Wilmington home builder Mark Johnson Custom Homes would like to share an interesting article, courtesy of environmentalleader.com, about the Empire State Building being awarded LEED Gold Certification. LEED (Leadership in Energy and Environmental Design) is an internationally-recognized green building certification system that was developed by the U.S. Green Building Council in March 2000. LEED provides building owners and operators with a framework for identifying and implementing practical and measurable green building design, construction, operations and maintenance solutions.

The Empire State Building has been awarded LEED Gold for Existing Buildings certification.

It is the tallest and almost certainly the best-known building in the U.S. to receive the award, according to Jones Lang LaSalle, the company that managed the retrofit.

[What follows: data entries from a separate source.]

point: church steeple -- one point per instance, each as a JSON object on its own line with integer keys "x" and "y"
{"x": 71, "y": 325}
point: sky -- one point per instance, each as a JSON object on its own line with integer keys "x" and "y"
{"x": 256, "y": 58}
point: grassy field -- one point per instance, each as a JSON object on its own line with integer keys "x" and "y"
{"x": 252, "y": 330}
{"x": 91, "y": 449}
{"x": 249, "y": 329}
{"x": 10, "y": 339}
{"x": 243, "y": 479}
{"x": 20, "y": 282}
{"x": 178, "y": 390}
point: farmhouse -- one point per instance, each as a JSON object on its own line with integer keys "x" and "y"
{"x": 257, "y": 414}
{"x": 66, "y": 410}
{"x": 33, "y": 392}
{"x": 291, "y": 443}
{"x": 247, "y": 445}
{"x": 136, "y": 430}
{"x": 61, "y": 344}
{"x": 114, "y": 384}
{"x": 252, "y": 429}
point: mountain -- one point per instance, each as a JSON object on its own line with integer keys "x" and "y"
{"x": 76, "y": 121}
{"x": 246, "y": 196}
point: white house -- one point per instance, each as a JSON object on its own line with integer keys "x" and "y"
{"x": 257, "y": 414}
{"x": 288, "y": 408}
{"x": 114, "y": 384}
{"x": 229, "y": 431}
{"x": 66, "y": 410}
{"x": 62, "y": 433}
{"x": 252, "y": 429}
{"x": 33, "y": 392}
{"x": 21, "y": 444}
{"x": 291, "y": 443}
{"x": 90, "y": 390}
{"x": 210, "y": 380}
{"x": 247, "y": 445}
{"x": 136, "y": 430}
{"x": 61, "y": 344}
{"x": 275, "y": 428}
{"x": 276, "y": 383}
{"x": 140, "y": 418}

Johnson Controls and Jones Lang LaSalle conducted the retrofit, and say the $20 million project is guaranteed to reduce the building’s energy consumption by more than 38 percent and should save $4.4 million in energy costs annually. The improvements also reduce carbon emissions by an estimated 105,000 metric tons over 15 years.

In January 2011, the Empire State Building Company agreed to buy wind-based carbon offsets totaling 55 million kWh per year from Green Mountain Energy, making the Empire State Building carbon-neutral.

In March, the window technology used in the retrofitting of the building went on sale for commercial use. The iWindow is a thin material frame which is installed on the inside of existing windows. This then improves the thermal performance of single pane aluminum systems.